İnsanlık, tarih boyunca birçok buluşa şahit olmuştur. Doğruya doğru, teknoloji hızla ilerliyor. Her konuda, her yerde ve bütün zaman dilimlerinde… Bu bazen insanlığa, her şeye sahipmiş gibi hissettiriyor. Cevapsız bırakılacak soru yokmuş gibi, hatta sorulacak soru bile kalmamış gibi. Fakat durum bundan çok farklı. Sağlık konusunda her geçen gün ilerliyoruz, bedenimizin her zerresini çözdük. Peki ya ruh? Peki ya insanın kafasının içi? Orada neler oluyor, fiziksel olarak mükemmel ve sağlıklı bir bedenin içinde kopan mental fırtınalar? Bu et yığını ne işe yarıyor, her şey insan kendiyle kaldığında ortaya çıkmaz mı? Öyle ki, bu garip hissiyat nasıl anlatılır insan bilemiyor. Yani sizin her şeye cevabınız var belki ama ya sorulmayan sorular?
Bir kalp kaç kez kırılır? İlk seferde biteceğini sanıyor insan, küçük bir yara bandı her şeyi hallediyor. Sonra bir daha kırılıyor insan, bir yara bandı daha. Ve insan her kırgınlığında sarıyor kalbini, bu yüzdendir kalpsiz insanların geçmişinde bu kadar kırgınlığın olması. İzin vermemeye çalışmak, hayatına insan almamak bir çözüm değildir. O kalp hep kırılır ve bir daha düzelmez.
Bir güven kaç kez ihanete uğrar? Güvenmek, aptallıktır! Her insanın elbet yalnız kendine sakladıkları vardır. Bazı şeyleri ise içinden atmak, belki yükünü paylaşmak adı altında insanlarla paylaşır. Ya da sevgisini verir insana, inanır. İnanır ve güvenir. Belirli bir olgunluğa erişmiş insanlar kolay güvenmezler, zamanla öğrenilir bazı şeyler. İnsan evladına güvenilmeyeceğini de dersini alarak öğrenir insan. Güvenini kaybedene kadar, herkese ön yargıyla yaklaşmaya başlayana kadar çok kez ihanete uğrar insan. Çok kez aldatılır, çok kez aldanır.
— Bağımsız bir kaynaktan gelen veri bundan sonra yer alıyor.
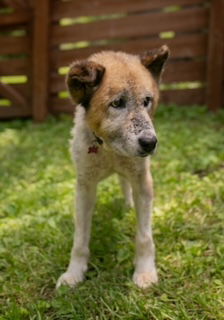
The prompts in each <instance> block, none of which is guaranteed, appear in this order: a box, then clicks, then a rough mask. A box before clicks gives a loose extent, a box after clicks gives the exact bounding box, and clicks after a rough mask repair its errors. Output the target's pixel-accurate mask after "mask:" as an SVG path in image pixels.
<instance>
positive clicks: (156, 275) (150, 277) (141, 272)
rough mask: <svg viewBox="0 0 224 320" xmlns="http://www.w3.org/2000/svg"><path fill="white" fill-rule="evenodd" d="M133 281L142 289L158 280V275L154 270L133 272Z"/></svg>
mask: <svg viewBox="0 0 224 320" xmlns="http://www.w3.org/2000/svg"><path fill="white" fill-rule="evenodd" d="M133 281H134V283H135V284H136V285H137V286H138V287H139V288H142V289H146V288H148V287H150V286H151V285H152V284H154V283H157V282H158V276H157V273H156V271H153V272H141V273H137V272H135V273H134V275H133Z"/></svg>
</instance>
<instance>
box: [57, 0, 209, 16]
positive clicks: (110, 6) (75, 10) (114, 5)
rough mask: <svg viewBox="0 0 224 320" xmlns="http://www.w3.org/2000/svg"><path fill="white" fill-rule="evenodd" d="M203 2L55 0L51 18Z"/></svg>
mask: <svg viewBox="0 0 224 320" xmlns="http://www.w3.org/2000/svg"><path fill="white" fill-rule="evenodd" d="M202 3H205V1H202V0H156V1H146V0H138V1H136V0H122V1H120V0H119V1H116V0H101V1H67V2H64V1H55V0H54V7H53V9H54V10H53V11H54V13H53V15H52V19H53V20H54V21H58V20H59V19H61V18H63V17H69V18H75V17H79V16H89V15H91V16H97V15H105V14H115V13H121V12H123V13H132V12H140V11H146V10H153V9H163V8H164V7H168V6H182V5H183V6H191V5H198V4H202Z"/></svg>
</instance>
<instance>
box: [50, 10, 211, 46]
mask: <svg viewBox="0 0 224 320" xmlns="http://www.w3.org/2000/svg"><path fill="white" fill-rule="evenodd" d="M208 13H209V10H208V8H192V9H186V10H181V11H178V12H169V13H161V12H158V13H153V14H152V13H150V14H149V13H148V14H144V15H135V16H127V17H124V18H120V19H113V20H104V21H98V22H94V23H89V24H75V25H72V26H64V27H62V26H60V25H54V26H52V37H51V39H52V45H58V44H60V43H70V42H72V43H74V42H76V41H94V40H102V39H107V40H108V39H115V38H127V37H140V36H149V35H156V34H158V33H160V32H163V31H171V30H173V31H175V32H192V31H197V30H202V29H205V28H206V27H207V25H208ZM158 21H159V23H158Z"/></svg>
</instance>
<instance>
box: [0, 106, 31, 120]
mask: <svg viewBox="0 0 224 320" xmlns="http://www.w3.org/2000/svg"><path fill="white" fill-rule="evenodd" d="M31 115H32V111H31V108H30V107H27V108H18V106H17V105H16V106H10V107H0V119H9V118H21V117H30V116H31Z"/></svg>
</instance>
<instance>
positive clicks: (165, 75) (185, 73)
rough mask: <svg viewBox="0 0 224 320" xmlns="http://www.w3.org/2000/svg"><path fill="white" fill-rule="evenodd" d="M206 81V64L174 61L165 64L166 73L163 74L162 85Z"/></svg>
mask: <svg viewBox="0 0 224 320" xmlns="http://www.w3.org/2000/svg"><path fill="white" fill-rule="evenodd" d="M205 80H206V62H205V61H203V60H202V61H200V60H199V61H197V60H196V61H194V60H192V61H182V60H180V61H175V62H171V61H170V62H169V63H167V67H166V72H164V76H163V83H172V82H188V81H189V82H190V81H199V82H200V81H201V82H204V81H205Z"/></svg>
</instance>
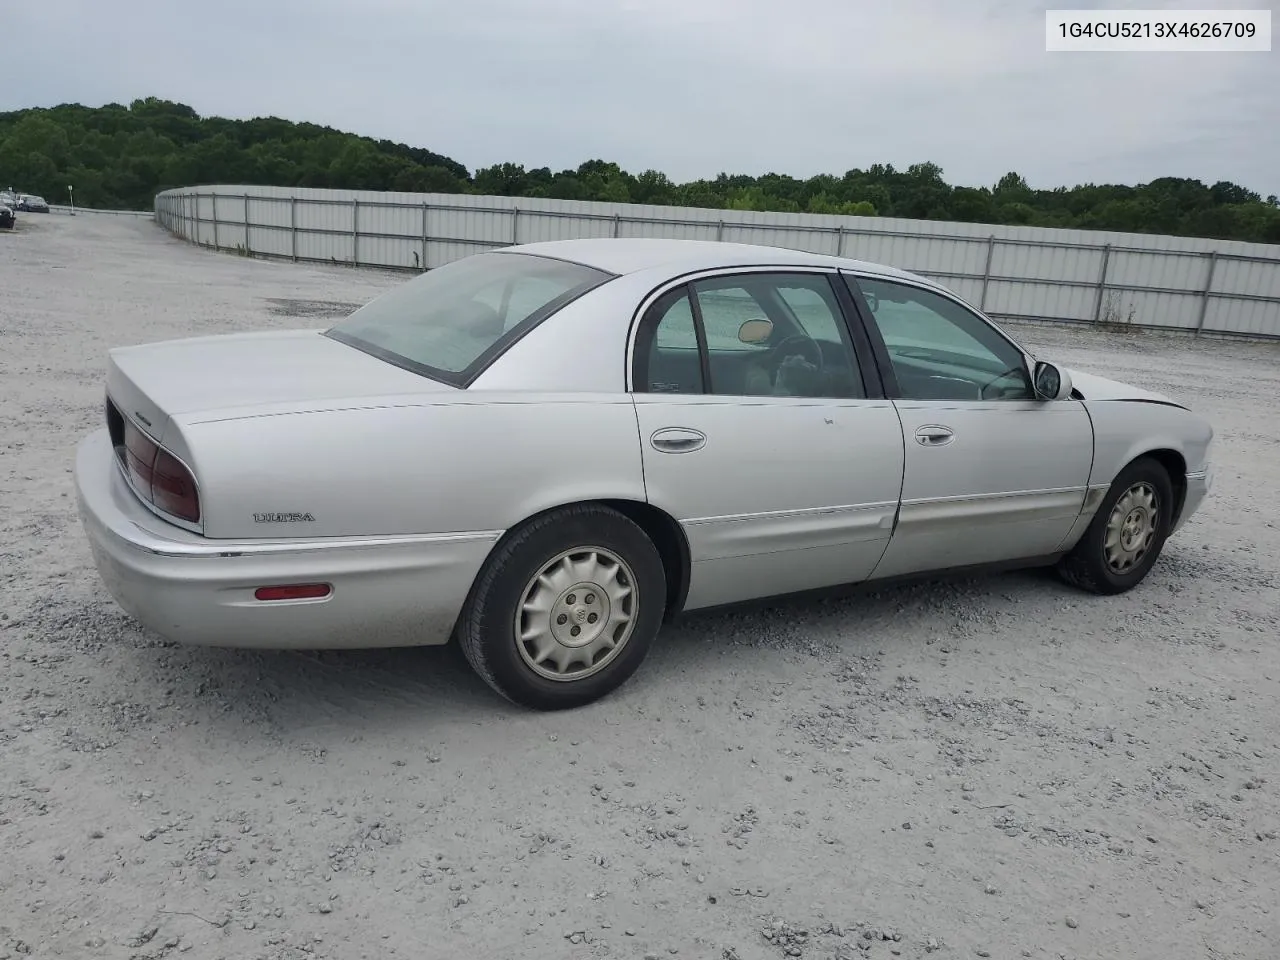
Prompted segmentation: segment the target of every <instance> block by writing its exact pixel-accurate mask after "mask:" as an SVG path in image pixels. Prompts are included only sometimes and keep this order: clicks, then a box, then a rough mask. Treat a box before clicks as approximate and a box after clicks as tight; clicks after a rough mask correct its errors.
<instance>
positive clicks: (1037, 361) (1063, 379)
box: [1036, 361, 1071, 399]
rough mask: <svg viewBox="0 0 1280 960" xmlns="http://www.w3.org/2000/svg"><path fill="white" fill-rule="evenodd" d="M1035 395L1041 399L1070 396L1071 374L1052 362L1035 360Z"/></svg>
mask: <svg viewBox="0 0 1280 960" xmlns="http://www.w3.org/2000/svg"><path fill="white" fill-rule="evenodd" d="M1036 396H1037V397H1039V398H1041V399H1068V398H1069V397H1070V396H1071V375H1070V374H1069V372H1066V371H1065V370H1059V369H1057V367H1056V366H1053V365H1052V364H1046V362H1044V361H1037V364H1036Z"/></svg>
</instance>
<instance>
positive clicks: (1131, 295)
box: [155, 186, 1280, 338]
mask: <svg viewBox="0 0 1280 960" xmlns="http://www.w3.org/2000/svg"><path fill="white" fill-rule="evenodd" d="M155 219H156V220H157V221H159V223H160V224H163V225H164V227H165V228H166V229H168V230H170V232H172V233H174V234H175V236H179V237H183V238H186V239H188V241H191V242H193V243H198V244H201V246H207V247H215V248H219V250H227V251H234V252H239V253H242V255H246V256H264V257H284V259H289V260H293V261H310V262H329V264H348V265H353V266H378V268H393V269H410V270H424V269H430V268H435V266H439V265H442V264H445V262H448V261H451V260H456V259H458V257H462V256H466V255H468V253H474V252H476V251H480V250H486V248H494V247H504V246H509V244H513V243H529V242H534V241H548V239H567V238H573V237H669V238H682V239H722V241H740V242H748V243H764V244H769V246H780V247H791V248H797V250H806V251H813V252H820V253H835V255H838V256H847V257H855V259H860V260H870V261H877V262H884V264H892V265H893V266H899V268H904V269H908V270H911V271H915V273H918V274H922V275H924V276H929V278H932V279H934V280H937V282H940V283H942V284H945V285H947V287H950V288H951V289H954V291H955V292H956V293H957V294H959V296H961V297H964V298H965V300H968V301H970V302H972V303H974V305H975V306H978V307H979V308H982V310H983V311H986V312H987V314H989V315H991V316H993V317H998V319H1006V320H1048V321H1064V323H1092V324H1097V323H1105V324H1125V325H1134V326H1147V328H1160V329H1169V330H1183V332H1188V333H1196V334H1201V333H1206V334H1219V335H1238V337H1249V338H1280V246H1272V244H1261V243H1242V242H1235V241H1211V239H1201V238H1192V237H1164V236H1147V234H1130V233H1110V232H1091V230H1057V229H1047V228H1029V227H1002V225H988V224H960V223H942V221H932V220H900V219H891V218H869V216H827V215H814V214H772V212H754V211H737V210H707V209H701V207H667V206H646V205H639V204H603V202H591V201H582V202H579V201H557V200H536V198H517V197H489V196H485V197H477V196H470V195H466V196H458V195H440V193H379V192H372V191H329V189H310V188H300V189H289V188H282V187H243V186H234V187H221V186H219V187H189V188H179V189H172V191H165V192H163V193H160V195H159V196H156V201H155Z"/></svg>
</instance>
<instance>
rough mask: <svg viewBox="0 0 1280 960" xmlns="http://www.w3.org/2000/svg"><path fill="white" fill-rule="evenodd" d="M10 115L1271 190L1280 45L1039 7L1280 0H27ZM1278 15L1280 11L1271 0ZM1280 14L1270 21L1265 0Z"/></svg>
mask: <svg viewBox="0 0 1280 960" xmlns="http://www.w3.org/2000/svg"><path fill="white" fill-rule="evenodd" d="M3 5H4V8H5V14H4V17H3V18H0V23H3V28H4V33H3V36H4V41H5V42H4V47H5V50H4V54H3V58H0V110H8V109H17V108H22V106H33V105H42V106H51V105H54V104H59V102H67V101H78V102H83V104H88V105H100V104H104V102H110V101H118V102H124V104H127V102H129V101H131V100H133V99H136V97H143V96H159V97H164V99H169V100H178V101H182V102H186V104H189V105H191V106H193V108H195V109H196V110H197V111H198V113H201V114H205V115H210V114H216V115H223V116H238V118H247V116H255V115H276V116H283V118H287V119H291V120H311V122H315V123H323V124H330V125H333V127H338V128H340V129H346V131H353V132H357V133H364V134H369V136H374V137H387V138H390V140H396V141H403V142H407V143H411V145H415V146H424V147H428V148H430V150H434V151H436V152H440V154H444V155H447V156H452V157H453V159H456V160H458V161H461V163H462V164H465V165H467V168H470V169H472V170H474V169H476V168H477V166H484V165H489V164H494V163H500V161H513V163H520V164H524V165H525V166H530V168H532V166H550V168H552V169H553V170H558V169H563V168H570V166H577V165H579V164H580V163H581V161H582V160H588V159H596V157H599V159H605V160H613V161H617V163H618V164H621V165H622V166H625V168H627V169H630V170H632V172H636V173H639V172H640V170H643V169H645V168H655V169H659V170H663V172H666V173H667V174H669V175H671V177H672V178H675V179H677V180H686V179H692V178H698V177H714V175H716V174H717V173H719V172H722V170H724V172H733V173H748V174H760V173H765V172H769V170H774V172H778V173H787V174H791V175H795V177H808V175H813V174H815V173H836V174H841V173H844V172H845V170H847V169H850V168H854V166H861V168H865V166H869V165H870V164H874V163H892V164H895V165H899V166H906V165H908V164H911V163H916V161H924V160H932V161H934V163H937V164H940V165H941V166H942V169H943V175H945V177H946V179H947V180H950V182H951V183H960V184H972V186H982V184H993V183H995V182H996V179H998V178H1000V175H1001V174H1004V173H1006V172H1007V170H1018V172H1019V173H1021V174H1023V175H1024V177H1027V179H1028V180H1029V182H1030V184H1032V186H1033V187H1053V186H1059V184H1075V183H1084V182H1100V183H1101V182H1107V183H1135V182H1143V180H1148V179H1152V178H1155V177H1164V175H1172V177H1193V178H1198V179H1202V180H1206V182H1208V183H1212V182H1215V180H1220V179H1225V180H1234V182H1236V183H1240V184H1244V186H1247V187H1249V188H1252V189H1256V191H1258V192H1261V193H1262V195H1263V196H1266V195H1268V193H1280V47H1276V49H1274V50H1272V52H1260V54H1048V52H1046V51H1044V9H1046V6H1048V5H1052V6H1055V8H1059V6H1061V8H1080V6H1094V8H1108V6H1130V8H1167V9H1175V8H1179V6H1184V8H1199V9H1203V8H1217V9H1226V8H1231V6H1258V8H1262V6H1270V8H1275V6H1276V0H1235V3H1230V1H1229V3H1220V1H1217V0H1198V1H1196V3H1170V1H1169V0H1144V1H1133V3H1125V4H1098V3H1088V0H1076V1H1075V3H1070V1H1068V3H1059V4H1037V3H1030V1H1029V0H877V1H870V0H484V1H483V3H481V0H453V1H452V3H440V1H439V0H206V3H200V4H197V3H192V0H12V1H10V3H5V4H3ZM1274 17H1275V14H1274ZM1275 19H1276V22H1277V24H1280V17H1276V18H1275Z"/></svg>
Bir insan, bir başkasını kendinden çok sevebilir mi? Sever. İnsan çok sever. Kendinden bile vazgeçer, sevdiğinden vazgeçmez bazen. Belki de en güzel duygudur, sevgi. İnsana fazla bir duygudur, bu bencilliğe bir adiyattır.
Görüyorsunuz ya, herkesin farklı cevaplayacağı birkaç soru. Subjektif ve yanılgıdan ibaret. Böyle sıralanabilecek tonla soru var; düşündüren, net bir cevabı hiçbir zaman olmayan. Garip, korkunç, insanın ruhunu hasta eden sorular. Cevabı da, sorusu da korkutuyor insanı, ürkütüyor. İnsan, bir bedenden ibaret değil. Asıl önemli olan derinlerde, ruhta saklı. Hastalanan ruh, sıkıntıya düşen ruh, kırılan ruh, aldanan ruh… Ruhun bir ilacı yok maalesef, ruha verilecek cevap yok. Çünkü ruhun sorusu da yok zaten. Derin bir boşlukta, anlamsız süregelen bir kaygıyla boğuşuyor.